Alice November said:


> I know what it is to worry about family who seem not to take the precautions I'd like. I take a non commital stance and pray a lot!


Yes, a non committal stance is fine, and praying is great.  Then a most beloved family member gets Covid.  What do you do then?  Just curious.


----------



## Aneeda72 (Dec 21, 2021)

rgp said:


> "Not being vaccinated is a choice. Not a good one, in my opinion but a choice that says you think more of yourself than about the good for humankind."
> 
> Actually that is very true , and IMO very much human nature. No one cares for you really ..... so you damn well better do it yourself.
> 
> I have medical reasons why I do not choose to be vaxxed that I do not care to go into here. No one elses opinion matters when it comes to my health ........ yeah I know ...yawn ...... but again my body my choice.


Could we have a clothed picture of your body to see what choices you have made?


----------



## Alice November (Dec 21, 2021)

win231 said:


> LOL - Yeah, it's those Blacks.
> It's those Chinese
> It's those Hispanics sneaking in.
> Last week, people have been circulating flyers in Beverly Hills, CA & other cities, blaming _Those Jews_ for spreading Covid.

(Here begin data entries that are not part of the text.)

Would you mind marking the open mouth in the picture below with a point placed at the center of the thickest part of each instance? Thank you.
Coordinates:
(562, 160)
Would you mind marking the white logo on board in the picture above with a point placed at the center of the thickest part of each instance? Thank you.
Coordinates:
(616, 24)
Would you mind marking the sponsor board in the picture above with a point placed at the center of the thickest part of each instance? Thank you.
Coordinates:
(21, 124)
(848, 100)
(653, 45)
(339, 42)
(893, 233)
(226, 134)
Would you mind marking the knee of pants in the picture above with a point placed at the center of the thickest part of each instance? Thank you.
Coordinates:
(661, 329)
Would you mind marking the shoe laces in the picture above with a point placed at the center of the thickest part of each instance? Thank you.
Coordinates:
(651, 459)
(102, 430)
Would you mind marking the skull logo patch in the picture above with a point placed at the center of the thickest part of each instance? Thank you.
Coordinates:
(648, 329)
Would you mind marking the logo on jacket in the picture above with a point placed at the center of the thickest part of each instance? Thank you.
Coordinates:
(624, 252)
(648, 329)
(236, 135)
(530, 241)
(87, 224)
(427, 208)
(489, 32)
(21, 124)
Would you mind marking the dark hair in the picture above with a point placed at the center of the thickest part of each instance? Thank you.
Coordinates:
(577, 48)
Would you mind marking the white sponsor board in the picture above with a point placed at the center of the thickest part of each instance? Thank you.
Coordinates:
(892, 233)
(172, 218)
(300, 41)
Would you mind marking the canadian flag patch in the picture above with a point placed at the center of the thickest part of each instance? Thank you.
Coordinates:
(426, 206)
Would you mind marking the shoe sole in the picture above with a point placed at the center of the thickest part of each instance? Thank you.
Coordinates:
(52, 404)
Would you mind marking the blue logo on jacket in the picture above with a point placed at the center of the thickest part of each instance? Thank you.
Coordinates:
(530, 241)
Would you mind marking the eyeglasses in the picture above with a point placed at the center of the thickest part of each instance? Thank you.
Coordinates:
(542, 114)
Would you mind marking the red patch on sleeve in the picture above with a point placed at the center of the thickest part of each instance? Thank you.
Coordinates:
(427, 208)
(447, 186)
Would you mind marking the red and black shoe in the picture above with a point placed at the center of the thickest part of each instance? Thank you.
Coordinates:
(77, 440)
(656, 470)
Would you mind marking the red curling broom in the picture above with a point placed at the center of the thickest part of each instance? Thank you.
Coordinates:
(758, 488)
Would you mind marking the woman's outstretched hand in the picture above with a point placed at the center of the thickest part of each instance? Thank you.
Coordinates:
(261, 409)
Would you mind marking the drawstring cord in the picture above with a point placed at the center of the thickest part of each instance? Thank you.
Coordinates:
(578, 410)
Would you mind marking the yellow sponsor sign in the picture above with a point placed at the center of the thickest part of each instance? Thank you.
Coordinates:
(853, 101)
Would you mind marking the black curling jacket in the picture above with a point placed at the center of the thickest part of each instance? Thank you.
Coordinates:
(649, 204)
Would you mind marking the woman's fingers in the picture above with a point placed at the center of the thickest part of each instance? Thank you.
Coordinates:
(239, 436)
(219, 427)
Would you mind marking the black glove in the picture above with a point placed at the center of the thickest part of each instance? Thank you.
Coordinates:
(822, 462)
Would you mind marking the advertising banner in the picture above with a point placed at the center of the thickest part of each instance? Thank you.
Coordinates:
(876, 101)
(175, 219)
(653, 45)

It would come to that, not the first time. Herd 'em up, put them behind walls.
 Rome keeps the old Ghetto wall as a reminder.  
Plagues have brought out the worst and the best humans can do 
🕊🕊🕊


----------



## win231 (Dec 21, 2021)

Aneeda72 said:


> Could we have a clothed picture of your body to see what choices you have made?


Wanna see my choices?


----------



## win231 (Dec 21, 2021)

Aneeda72 said:


> Oh, gee, let’s see, except for Joey they all had Covid before the vaccines were available.  I have written about this.  You remember @win231 about BEFORE vaccines and AFTER vaccines?  Or maybe you don’t.  Early Alzheimer’s?  Too much holiday cheer?
> 
> In other threads I have talked about Joey being vaccinated SEVERAL TIMES, and that he contracted DELTA Covid, not the original Covid, and that the DELTA variety was more contagious and more dangerous, and we were less protected by the vaccines.  I even talked about this on a thread to YOU, in agreement to something you said. I went into great detail.
> 
> ...


Any doctor will say "Whatever we did saved his life."  No doctor on the planet earth would ever admit harming a patient.  Neither would any dentist.


----------



## Alice November (Dec 21, 2021)

Aneeda72 said:


> Yes, a non committal stance is fine, and praying is great.  Then a most beloved family member gets Covid.  What do you do then?  Just curious.

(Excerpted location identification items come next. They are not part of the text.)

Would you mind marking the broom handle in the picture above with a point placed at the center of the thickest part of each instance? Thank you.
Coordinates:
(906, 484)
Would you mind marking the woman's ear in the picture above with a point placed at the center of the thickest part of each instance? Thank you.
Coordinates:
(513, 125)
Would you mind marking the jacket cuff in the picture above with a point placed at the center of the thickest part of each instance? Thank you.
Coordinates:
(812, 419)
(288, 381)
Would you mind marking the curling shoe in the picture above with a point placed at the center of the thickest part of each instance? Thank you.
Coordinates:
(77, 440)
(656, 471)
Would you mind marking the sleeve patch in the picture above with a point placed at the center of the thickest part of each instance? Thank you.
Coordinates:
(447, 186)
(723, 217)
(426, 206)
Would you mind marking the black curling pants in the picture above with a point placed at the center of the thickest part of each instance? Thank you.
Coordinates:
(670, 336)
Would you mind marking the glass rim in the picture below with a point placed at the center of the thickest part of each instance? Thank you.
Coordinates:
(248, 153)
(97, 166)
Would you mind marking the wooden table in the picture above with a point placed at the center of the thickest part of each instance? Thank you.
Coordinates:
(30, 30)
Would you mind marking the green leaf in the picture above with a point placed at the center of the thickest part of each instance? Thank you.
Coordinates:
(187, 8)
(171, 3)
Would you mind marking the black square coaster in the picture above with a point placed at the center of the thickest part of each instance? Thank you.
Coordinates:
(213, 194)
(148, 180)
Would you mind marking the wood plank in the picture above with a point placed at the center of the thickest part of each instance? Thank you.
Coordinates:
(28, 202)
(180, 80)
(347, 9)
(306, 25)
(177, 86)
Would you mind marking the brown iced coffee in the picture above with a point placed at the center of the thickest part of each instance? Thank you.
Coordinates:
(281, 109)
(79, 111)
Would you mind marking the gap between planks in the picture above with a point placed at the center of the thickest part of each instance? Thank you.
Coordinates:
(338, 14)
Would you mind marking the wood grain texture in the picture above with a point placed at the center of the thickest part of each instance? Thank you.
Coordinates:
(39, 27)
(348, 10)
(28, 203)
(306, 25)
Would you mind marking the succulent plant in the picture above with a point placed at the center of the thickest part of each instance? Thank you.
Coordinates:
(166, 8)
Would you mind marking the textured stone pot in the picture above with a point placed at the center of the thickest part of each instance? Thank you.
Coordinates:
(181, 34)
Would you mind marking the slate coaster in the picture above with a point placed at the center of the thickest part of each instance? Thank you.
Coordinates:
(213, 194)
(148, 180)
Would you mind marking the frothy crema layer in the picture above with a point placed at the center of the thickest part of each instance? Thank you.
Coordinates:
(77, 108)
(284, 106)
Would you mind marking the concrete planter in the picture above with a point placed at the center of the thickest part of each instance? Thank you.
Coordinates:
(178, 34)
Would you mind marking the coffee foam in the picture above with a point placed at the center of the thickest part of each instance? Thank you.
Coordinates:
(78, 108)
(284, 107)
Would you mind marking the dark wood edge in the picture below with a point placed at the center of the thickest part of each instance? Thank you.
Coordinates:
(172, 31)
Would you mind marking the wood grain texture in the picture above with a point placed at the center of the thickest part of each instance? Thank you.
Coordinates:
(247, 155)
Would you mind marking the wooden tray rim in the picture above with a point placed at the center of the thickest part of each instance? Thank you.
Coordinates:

I hope I'd do as well as you have but I have no way of knowing. My life has had different things to yours that have happened. Who judges this stuff?
Anyway my family are well grown up now, the ones that are left, and one Grandson in his 30's, married! 
I'm just alive for support and example if they want.
Bless you Aneeda.
 🕊  🕊


----------



## Alice November (Dec 21, 2021)

win231 said:


> Any doctor will say "Whatever we did saved his life."  No doctor on the planet earth would ever admit harming a patient.  Neither would any dentist.

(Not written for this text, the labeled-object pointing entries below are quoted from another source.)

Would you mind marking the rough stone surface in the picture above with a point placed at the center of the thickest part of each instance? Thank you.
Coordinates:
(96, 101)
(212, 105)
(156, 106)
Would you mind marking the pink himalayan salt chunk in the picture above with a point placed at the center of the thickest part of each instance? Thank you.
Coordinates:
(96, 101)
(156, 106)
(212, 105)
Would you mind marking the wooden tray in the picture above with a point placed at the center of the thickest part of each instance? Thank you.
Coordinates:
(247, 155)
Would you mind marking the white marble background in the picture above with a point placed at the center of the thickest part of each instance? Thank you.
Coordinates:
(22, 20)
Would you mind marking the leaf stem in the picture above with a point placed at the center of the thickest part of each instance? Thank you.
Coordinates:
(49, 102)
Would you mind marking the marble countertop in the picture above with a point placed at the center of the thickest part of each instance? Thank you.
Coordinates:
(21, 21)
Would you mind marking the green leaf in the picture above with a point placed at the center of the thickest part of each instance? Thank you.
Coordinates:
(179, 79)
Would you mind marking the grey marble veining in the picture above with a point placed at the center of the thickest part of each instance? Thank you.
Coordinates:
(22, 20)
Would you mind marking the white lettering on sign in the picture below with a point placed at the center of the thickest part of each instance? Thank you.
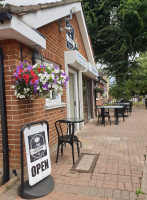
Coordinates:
(40, 167)
(81, 59)
(37, 151)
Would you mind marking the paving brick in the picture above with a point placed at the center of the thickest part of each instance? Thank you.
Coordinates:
(101, 192)
(116, 194)
(108, 193)
(125, 195)
(93, 191)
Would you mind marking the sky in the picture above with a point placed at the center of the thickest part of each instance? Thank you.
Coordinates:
(27, 2)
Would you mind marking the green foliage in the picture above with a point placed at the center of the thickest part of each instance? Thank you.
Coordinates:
(118, 31)
(138, 192)
(120, 91)
(136, 83)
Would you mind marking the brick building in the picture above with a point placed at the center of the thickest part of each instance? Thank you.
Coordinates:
(41, 28)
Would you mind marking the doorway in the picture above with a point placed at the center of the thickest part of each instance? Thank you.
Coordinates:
(86, 99)
(73, 96)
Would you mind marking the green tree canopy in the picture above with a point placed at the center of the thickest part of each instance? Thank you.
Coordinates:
(118, 30)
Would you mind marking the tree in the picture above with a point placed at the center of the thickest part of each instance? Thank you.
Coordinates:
(118, 30)
(136, 84)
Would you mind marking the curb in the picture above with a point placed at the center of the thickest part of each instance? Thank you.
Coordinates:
(8, 185)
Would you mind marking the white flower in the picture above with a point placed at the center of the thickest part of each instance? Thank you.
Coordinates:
(15, 92)
(59, 82)
(34, 66)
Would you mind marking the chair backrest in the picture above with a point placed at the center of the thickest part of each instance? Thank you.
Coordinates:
(60, 128)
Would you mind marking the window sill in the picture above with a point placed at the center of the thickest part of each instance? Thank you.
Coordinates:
(49, 107)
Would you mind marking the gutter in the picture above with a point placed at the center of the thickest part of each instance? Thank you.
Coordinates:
(4, 131)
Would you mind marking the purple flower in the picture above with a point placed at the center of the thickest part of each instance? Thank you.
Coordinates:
(25, 62)
(29, 67)
(64, 74)
(67, 78)
(35, 90)
(56, 67)
(45, 86)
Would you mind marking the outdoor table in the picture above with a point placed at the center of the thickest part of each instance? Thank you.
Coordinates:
(111, 107)
(71, 122)
(127, 104)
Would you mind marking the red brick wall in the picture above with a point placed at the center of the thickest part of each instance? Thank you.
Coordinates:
(20, 112)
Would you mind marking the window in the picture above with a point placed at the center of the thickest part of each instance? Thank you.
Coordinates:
(54, 100)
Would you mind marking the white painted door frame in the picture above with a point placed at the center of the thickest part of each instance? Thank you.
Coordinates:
(76, 96)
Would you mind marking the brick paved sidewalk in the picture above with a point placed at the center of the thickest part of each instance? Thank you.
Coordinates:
(118, 170)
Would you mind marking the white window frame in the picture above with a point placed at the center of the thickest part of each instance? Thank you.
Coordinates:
(49, 102)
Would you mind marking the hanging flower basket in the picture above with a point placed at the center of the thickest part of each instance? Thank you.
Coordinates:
(38, 80)
(99, 89)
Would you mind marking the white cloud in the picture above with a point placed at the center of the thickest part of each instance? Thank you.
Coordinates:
(27, 2)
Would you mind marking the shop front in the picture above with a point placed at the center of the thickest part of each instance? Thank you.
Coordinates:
(87, 98)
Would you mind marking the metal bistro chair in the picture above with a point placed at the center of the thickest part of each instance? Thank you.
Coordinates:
(121, 113)
(106, 114)
(68, 137)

That, in a word, has been my experience and many others in my family. Sad truth.


----------



## win231 (Dec 21, 2021)

Alice November said:


> That, in a word, has been my experience and many others in my family. Sad truth.


Mine, too.  I posted on 12-9:
Since I've had extensive dental issues, I've had the misfortune to be harmed by both greedy and incompetent dentists, as well as a pathetically-useless Dental Board that protects dentists while providing an illusion of protecting patients.
The most serious harm was 4 years ago when a dentist did an incomplete & incompetent root canal that resulted in me spending several days in Intensive Care for Sepsis which could have been fatal.

The other issues involved pure greed, including intentional sabotage of a bridge when I didn't choose a more-invasive & more-expensive implant.  He tried to blame ME, saying my teeth shifted.  I had to have the bridge re-done & the dentist was forced to refund me $3,000.00 - only because other dentists I consulted contacted him & he realized his reputation was being damaged.

More recently, I started having a toothache & the first dentist I saw diagnosed _"Severe decay under ALL my crowns" (all 30 of them). _He recommended extracting all my teeth & having complete upper & lower implants - 12 months of invasive  procedures (especially risky for me as being diabetic) & $40,000.00.
A 2nd opinion dentist diagnosed ONE infected tooth that needed a root canal, extracting the one next to it, & a bridge, which I just had completed. $4,700.00.
Remember: _*Where there is money, there is greed. Be careful.*_


----------



## dseag2 (Dec 21, 2021)

RGP, why did you choose to start a new thread on this topic with just certain excerpts quoted?  Was it because very few agreed with you in the original thread?


----------



## Alice November (Dec 22, 2021)

win231 said:


> Mine, too.  I posted on 12-9:
> Since I've had extensive dental issues, I've had the misfortune to be harmed by both greedy and incompetent dentists, as well as a pathetically-useless Dental Board that protects dentists while providing an illusion of protecting patients.
> The most serious harm was 4 years ago when a dentist did an incomplete & incompetent root canal that resulted in me spending several days in Intensive Care for Sepsis which could have been fatal.
> 
> ...


I've hardly got any left because I refused to play along. Now they just fall out when they are ready and I enjoy soft foods, eating more fish, eggs, cooked vegetables, eggs, yogurt and such. I had similar problems with the crowns and bridge as you did. Eventually it just fell apart, the crowns fell off and tooth aches only lasted a day or two so I felt good because all that metal and junk just fell out of its own accord and I'm free of it. The front ones still look ok.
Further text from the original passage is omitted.